Over the years, Al-Agroobi developed a variety of perspectives in her films, one of them is narrating stories with contemporary Arab focus. Moreover, she created roadmaps that strengthen the connection between the Arab world and the West, and constantly examined cultural intersections.

==Career==
Al-Agroobi began her cinema career as a director. Her directorial debut was Half Emirati, a short film about Emirati children of mixed cultures facing certain obstacles, which was released in 2012. The film was produced by her own production company Alagroobi films UAE. Half Emirati, which is a documentary was screened in both the Dubai International Film Festival and the Gulf Film Festival.

Her next critically acclaimed project was The Brain That Sings. The movie received Emirates NBD People's Choice Award in December 2013 at the Dubai International Film Festival. She completed a goodwill documentary for The PCRF charity Climb of Hope, and it was released in 2015.

She has also acted in an episode of The Misfits. Al-Agroobi's social and humanitarian work caused her to work on a TV-web series titled "Proud to be a Sharjonian", showing off her hometown of Sharjah.

Her first fictional narrative short movie was released in 2016 titled "Under the Hat", about a pious mosque prayer caller who begins to lose his voice and turns to his neighbor, a vocalist in a music band, seeking a substitute. The film was the winner of Doha Film Institute grant for the category short movies.
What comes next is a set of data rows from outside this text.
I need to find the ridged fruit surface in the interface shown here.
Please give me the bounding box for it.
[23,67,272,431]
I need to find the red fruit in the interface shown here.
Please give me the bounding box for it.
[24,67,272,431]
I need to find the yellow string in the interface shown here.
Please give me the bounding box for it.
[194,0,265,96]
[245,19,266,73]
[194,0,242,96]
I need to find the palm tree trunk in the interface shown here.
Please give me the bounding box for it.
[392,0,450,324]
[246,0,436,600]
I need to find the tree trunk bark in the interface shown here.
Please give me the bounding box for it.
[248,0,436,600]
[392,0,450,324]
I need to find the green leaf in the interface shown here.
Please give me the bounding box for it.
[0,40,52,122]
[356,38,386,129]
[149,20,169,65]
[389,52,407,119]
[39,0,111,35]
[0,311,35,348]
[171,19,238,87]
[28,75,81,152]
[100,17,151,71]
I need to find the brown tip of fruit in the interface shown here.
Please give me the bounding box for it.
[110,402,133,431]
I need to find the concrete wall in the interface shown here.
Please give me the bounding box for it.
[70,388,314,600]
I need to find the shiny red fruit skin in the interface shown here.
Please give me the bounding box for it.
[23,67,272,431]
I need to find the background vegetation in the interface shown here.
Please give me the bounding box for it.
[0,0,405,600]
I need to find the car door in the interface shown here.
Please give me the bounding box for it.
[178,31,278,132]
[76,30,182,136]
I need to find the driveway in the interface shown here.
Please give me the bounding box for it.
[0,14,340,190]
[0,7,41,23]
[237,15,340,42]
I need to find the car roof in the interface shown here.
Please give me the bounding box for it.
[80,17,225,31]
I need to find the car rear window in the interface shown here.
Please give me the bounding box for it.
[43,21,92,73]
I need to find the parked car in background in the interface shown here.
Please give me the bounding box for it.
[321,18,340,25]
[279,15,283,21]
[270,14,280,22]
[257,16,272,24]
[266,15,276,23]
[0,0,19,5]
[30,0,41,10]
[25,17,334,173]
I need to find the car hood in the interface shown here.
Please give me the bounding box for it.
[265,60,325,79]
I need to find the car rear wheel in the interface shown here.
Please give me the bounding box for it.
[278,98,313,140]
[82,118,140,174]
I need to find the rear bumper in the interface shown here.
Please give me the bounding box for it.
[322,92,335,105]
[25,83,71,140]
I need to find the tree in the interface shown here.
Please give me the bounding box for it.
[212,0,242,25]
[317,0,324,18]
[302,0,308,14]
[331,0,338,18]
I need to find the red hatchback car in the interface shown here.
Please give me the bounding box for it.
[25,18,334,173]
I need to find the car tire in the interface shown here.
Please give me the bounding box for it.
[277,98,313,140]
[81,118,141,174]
In 2014, her life story was published in a book titled "Those Who inspire" showcasing 60 inspiring Emiratis and again in 2015 in a coffee-table book labeled "Emirati Woman Achievers" where she was one of the 21 people who shared their story of inspiration in the middle east.
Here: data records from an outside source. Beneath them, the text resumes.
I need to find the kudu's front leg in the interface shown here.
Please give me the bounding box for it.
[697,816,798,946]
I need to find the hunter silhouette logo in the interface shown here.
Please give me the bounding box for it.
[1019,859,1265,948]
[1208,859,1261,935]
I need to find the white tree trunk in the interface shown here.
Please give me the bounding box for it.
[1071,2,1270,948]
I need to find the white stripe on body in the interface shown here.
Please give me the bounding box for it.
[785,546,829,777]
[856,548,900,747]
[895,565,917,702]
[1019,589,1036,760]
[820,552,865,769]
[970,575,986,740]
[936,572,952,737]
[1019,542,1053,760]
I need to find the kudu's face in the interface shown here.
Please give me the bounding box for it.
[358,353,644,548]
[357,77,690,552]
In 2019, Al-Agroobi began her sci-fi journey when she published her first sci-fi short film Vanish In Smoke, it tells a story about an advanced world where the aging of minds is reversible. In 2021, she released the second film The Protocol, about an extremely expensive medicine that has the potential to increase life expectancy by 50 years. Both films were created in just 48 hours for the sci-fi London film festival challenge.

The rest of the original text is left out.